Preprocessing of Breast Cancer Images to Create Datasets for Deep CNN

Preprocessing of Breast Cancer Images to Create Datasets for Deep CNN

Abstract:

Breast cancer is the most diagnosed cancer in Australia with crude incidence rates increasing drastically from 62.8 at ages 35-39 to 271.4 at ages 50-54 (cases per 100,000 women). Various researchers have proposed methods and tools based on Machine Learning and Convolutional Neural Networks for assessing mammographic images, but these methods have produced detection and interpretation errors resulting in false-positive and false-negative cases when used in the real world.
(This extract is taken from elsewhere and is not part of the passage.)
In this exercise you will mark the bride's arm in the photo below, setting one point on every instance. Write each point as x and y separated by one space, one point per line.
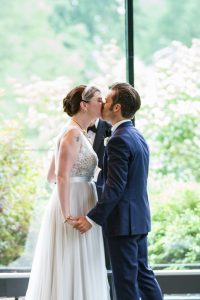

We believe that this problem can potentially be resolved by implementing effective image pre-processing techniques to create training data for Deep-CNN. Therefore, the main aim of this research is to propose effective image pre-processing methods to create datasets that can save computational time for the neural network and improve accuracy and classification rates. To do so, this research proposes methods for background removal, pectoral muscle removal, adding noise to the images, and image enhancements. Adding noise without affecting the quality of details in the images makes the input images for the neural network more representative, which may improve the performance of the neural network model when used in the real world. The proposed method for background removal is the “Rolling Ball Algorithm” and “Huang's Fuzzy Thresholding”, which succeed in removing background from 100% of the images. For pectoral muscle removal “Canny Edge Detection” and “Hough's Line Transform” are used, which removed muscle from 99.06% of the images. “Invert”, “CTI_RAS” and “ISOCONTOUR” lookup tables (LUTs) were used for image enhancements to outline the ROIs and regions within the ROIs.